O projeto incorpora os ensinamentos da experiência canadense acerca do intenso diálogo
urbano com as culturas aborígines, expresso em monumentos tradicionais em parques, escolas,
museus, ambientes públicos e na mídia, apreciados a partir de uma missão técnica ao Canadá
em 2003. Esta missão técnica, realizada a convite do Governo do Canadá e coordenada pelo
Museu Rondon, contou com uma equipe composta por professores do curso de Antropologia e
representantes indígenas. A missão incluiu visitas a universidades, museus, e centros de tradição
de estudos aborígines, o que proporcionou rico acervo documental que será utilizado neste
projeto de extensão.
Os estudantes do curso de arquitetura e urbanismo da UFMT serão a sua base de
sustentação do projeto. Estes jovens serão preparados e estimulados a pesquisarem e se
apropriarem das informações, conhecimentos e imagens expostos no Museu Rondon e na
bibliografia relacionada ao tema, de modo que se constituam personagens ativos na criação
deste espaço institucional de sensibilização e envolvimento. Estes mesmos estudantes serão
também responsáveis pela elaboração de propostas de releituras urbanas a partir de códigos
culturais tradicionais, que poderão ser incorporados pelos órgãos públicos e pelos setores
produtivos da sociedade mato-grossense.
Os projetos de intervenção urbana, elaborados com base nos símbolos das culturas indígenas
de nossa região, elaborados pelos estudantes, terão a arquitetura como o marco inicial de
referência, mas poderão atingir também uma multiplicidade de setores produtivos nos quais se
aplica a noção ampla de design como criação de logos, totens, sites, vestimentas, coleção de
grafismos, monumentos, etc.
Os resultados do projeto serão incorporados tanto nos materiais didáticos que retornarão para
as salas de aula, quanto na produção de conhecimento científico, como artigos e ensaios. Além
de serem incorporados ao acervo do Museu Rondon virtual, para consulta de estudantes, turistas
e publico em geral.
4. Considerações finais
Motivado pelas mudanças ocorridas na sociedade mato-grossense, nas últimas décadas,
como resultado do intenso movimento migratório de pessoas oriundas do sul do país para região,
o presente projeto de extensão se consolida como um esforço de se estabelecer um diálogo
necessário entre a cultura indígena e não indígena.

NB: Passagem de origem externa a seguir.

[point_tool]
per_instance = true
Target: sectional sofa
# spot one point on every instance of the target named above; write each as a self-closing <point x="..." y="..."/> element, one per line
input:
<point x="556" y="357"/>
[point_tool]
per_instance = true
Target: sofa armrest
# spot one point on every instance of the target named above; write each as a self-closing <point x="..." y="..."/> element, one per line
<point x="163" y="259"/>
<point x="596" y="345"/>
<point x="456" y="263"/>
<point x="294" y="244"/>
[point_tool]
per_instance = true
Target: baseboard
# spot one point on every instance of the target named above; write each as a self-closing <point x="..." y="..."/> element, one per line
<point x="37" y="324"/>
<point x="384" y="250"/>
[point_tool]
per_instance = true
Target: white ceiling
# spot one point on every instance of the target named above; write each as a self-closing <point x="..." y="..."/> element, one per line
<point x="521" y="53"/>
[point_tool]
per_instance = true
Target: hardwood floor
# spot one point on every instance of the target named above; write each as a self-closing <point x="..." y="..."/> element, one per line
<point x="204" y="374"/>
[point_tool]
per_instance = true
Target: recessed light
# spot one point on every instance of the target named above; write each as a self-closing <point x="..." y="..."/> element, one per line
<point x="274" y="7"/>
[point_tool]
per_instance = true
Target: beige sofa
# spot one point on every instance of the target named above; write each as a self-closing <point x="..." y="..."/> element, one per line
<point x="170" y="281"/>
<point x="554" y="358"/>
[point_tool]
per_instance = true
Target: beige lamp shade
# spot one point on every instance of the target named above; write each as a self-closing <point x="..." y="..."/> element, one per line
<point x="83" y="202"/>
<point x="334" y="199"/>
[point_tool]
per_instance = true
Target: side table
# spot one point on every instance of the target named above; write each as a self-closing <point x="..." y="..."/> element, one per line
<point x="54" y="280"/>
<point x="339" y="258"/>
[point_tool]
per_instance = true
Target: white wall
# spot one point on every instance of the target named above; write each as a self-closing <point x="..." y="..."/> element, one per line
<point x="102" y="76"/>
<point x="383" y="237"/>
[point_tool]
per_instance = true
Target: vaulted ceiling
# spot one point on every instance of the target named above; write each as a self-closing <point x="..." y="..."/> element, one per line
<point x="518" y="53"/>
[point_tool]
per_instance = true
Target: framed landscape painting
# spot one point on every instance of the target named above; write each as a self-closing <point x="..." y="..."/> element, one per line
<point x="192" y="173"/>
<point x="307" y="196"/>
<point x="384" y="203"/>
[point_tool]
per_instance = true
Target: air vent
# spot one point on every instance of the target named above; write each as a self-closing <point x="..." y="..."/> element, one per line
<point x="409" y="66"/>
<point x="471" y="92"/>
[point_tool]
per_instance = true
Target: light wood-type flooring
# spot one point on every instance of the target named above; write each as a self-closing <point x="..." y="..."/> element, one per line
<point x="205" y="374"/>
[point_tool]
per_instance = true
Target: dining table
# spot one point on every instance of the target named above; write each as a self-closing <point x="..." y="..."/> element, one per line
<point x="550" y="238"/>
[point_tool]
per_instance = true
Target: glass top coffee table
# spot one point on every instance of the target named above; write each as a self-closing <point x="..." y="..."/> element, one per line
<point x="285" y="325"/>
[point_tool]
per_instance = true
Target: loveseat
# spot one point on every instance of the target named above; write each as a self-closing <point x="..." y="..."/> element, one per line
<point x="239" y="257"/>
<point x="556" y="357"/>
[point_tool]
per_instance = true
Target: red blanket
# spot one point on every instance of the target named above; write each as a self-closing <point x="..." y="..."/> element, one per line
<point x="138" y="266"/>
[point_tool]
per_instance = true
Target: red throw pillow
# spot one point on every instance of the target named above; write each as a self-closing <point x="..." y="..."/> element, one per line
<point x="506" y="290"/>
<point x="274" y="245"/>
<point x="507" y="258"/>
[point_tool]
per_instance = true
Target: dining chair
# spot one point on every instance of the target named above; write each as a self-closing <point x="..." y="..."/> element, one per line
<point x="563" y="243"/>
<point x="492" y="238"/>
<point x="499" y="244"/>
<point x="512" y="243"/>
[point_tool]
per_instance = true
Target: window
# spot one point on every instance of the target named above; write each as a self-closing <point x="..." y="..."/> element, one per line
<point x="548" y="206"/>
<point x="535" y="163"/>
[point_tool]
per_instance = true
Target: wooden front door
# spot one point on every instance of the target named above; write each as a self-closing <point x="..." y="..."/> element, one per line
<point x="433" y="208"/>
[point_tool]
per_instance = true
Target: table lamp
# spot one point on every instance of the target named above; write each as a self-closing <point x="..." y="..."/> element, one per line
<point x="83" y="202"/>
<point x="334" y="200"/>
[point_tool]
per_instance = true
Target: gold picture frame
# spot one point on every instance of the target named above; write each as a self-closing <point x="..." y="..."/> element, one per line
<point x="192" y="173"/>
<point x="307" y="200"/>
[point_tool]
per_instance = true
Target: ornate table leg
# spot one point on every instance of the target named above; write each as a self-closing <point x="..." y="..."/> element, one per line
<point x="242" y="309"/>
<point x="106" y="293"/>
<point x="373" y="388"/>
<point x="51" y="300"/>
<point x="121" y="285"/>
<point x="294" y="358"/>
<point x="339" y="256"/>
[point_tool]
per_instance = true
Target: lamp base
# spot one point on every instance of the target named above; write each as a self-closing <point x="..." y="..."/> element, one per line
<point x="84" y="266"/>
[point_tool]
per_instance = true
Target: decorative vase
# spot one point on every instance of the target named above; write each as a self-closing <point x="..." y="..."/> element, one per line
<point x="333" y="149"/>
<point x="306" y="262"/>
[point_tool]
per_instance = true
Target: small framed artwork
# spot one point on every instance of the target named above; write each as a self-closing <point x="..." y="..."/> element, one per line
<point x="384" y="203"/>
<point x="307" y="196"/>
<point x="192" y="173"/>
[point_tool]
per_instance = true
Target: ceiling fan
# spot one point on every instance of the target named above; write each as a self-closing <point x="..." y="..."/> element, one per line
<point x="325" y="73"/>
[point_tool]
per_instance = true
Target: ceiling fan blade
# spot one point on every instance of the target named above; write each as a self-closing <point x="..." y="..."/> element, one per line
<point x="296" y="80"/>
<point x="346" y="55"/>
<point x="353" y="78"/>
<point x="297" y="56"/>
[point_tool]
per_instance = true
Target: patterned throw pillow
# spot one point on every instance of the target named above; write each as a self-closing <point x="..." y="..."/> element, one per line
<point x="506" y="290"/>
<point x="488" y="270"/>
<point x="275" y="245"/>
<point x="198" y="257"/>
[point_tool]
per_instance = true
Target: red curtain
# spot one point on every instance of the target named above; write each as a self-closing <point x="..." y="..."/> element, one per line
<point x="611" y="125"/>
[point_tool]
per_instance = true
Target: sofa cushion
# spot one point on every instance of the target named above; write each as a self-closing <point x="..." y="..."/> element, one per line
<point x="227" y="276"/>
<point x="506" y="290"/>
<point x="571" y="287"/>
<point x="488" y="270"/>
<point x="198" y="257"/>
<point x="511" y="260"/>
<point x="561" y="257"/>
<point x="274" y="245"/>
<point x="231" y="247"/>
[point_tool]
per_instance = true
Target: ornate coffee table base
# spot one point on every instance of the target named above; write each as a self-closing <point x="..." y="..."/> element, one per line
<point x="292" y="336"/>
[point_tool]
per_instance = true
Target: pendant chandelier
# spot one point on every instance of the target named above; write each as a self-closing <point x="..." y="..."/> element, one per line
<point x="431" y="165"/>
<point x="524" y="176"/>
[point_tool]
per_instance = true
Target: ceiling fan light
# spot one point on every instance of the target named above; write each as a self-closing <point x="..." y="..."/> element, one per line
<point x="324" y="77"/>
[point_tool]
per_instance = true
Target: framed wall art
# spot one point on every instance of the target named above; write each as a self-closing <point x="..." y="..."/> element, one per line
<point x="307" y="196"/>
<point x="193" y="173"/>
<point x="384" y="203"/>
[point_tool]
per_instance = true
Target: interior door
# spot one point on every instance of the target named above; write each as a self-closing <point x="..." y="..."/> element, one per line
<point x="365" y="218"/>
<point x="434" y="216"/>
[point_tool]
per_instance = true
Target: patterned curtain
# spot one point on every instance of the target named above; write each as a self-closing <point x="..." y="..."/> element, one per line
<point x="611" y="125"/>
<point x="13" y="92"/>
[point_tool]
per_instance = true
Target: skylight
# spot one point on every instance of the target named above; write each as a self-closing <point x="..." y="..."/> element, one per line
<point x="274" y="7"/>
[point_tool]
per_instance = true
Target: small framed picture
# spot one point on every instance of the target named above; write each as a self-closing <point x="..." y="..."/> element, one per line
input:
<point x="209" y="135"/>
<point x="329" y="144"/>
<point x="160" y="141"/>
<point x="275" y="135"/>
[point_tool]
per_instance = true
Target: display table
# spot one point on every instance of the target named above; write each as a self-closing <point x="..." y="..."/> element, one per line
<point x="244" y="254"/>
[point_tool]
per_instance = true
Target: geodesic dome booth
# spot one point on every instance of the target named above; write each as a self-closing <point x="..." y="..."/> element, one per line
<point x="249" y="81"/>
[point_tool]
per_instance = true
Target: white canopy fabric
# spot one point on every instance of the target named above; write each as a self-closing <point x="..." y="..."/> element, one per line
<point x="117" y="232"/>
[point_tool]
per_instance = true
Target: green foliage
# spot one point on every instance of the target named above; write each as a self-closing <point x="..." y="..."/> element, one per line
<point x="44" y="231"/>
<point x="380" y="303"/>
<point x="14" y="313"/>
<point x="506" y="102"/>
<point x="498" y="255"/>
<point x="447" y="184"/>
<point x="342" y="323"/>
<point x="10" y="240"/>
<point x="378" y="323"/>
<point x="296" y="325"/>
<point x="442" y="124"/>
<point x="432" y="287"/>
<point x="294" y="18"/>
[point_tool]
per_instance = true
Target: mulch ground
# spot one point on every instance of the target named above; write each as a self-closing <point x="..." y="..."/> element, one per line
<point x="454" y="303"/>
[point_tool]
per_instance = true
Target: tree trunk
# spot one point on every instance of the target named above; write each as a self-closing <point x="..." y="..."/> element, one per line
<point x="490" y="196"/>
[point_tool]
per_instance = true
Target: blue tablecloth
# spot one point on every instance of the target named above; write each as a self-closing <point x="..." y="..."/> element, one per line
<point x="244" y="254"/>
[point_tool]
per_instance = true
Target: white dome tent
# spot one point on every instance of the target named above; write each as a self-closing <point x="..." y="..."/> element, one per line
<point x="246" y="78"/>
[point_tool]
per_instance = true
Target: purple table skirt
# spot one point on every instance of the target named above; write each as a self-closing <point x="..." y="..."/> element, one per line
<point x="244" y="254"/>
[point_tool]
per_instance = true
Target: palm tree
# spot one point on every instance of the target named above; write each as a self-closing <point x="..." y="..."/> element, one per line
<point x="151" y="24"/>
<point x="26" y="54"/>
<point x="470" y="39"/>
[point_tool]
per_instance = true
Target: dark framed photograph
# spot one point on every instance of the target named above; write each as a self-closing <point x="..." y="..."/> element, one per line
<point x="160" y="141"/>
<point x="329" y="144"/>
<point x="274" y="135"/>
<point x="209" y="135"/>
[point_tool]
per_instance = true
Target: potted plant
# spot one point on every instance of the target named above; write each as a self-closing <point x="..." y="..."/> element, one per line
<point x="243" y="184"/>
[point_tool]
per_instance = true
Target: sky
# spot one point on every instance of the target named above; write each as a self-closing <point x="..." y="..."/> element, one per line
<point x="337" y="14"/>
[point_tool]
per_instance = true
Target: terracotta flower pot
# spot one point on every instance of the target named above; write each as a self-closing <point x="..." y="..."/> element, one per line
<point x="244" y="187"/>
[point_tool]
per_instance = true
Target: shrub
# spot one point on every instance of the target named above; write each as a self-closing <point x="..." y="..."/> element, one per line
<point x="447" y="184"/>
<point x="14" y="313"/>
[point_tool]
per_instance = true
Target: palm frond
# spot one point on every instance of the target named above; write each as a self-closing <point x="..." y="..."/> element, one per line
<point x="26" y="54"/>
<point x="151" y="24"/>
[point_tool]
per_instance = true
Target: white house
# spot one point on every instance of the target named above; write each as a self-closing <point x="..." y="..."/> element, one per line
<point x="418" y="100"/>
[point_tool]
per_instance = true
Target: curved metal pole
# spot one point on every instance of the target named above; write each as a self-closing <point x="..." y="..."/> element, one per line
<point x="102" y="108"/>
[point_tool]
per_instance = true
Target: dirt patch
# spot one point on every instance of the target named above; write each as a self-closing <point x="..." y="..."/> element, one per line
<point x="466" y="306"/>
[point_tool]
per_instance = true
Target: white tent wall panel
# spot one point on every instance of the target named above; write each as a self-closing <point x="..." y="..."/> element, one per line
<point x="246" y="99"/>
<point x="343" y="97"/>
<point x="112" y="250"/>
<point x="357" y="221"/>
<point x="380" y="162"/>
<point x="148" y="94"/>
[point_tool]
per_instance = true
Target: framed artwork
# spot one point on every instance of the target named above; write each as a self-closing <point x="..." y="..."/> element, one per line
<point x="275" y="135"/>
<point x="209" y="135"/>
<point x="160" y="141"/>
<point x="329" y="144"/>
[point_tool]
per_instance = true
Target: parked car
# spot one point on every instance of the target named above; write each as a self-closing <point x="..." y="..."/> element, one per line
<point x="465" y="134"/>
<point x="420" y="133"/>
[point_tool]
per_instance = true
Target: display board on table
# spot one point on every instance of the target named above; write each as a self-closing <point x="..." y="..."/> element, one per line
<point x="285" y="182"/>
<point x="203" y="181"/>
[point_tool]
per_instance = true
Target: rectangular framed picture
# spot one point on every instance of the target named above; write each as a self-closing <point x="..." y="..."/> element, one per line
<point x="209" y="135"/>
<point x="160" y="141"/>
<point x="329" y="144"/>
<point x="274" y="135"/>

Através do empenho em estabelecer novas bases de convivência entre as áreas de
conhecimento na UFMT, o projeto se constitui ainda como um laboratório de antropologia
aplicada, gerador de novas reflexões (teóricas e práticas) acerca das possibilidades de superação
dos estigmas de caráter étnico nas relações desta sociedade multifacetada, servindo como
exemplo de novas possibilidades para os próprios índios, na direção do desenvolvimento
sustentável de suas comunidades extremamente dependentes dos recursos públicos, vitimadas
pela visão preconceituosa instituída pela estrutura política local e regional.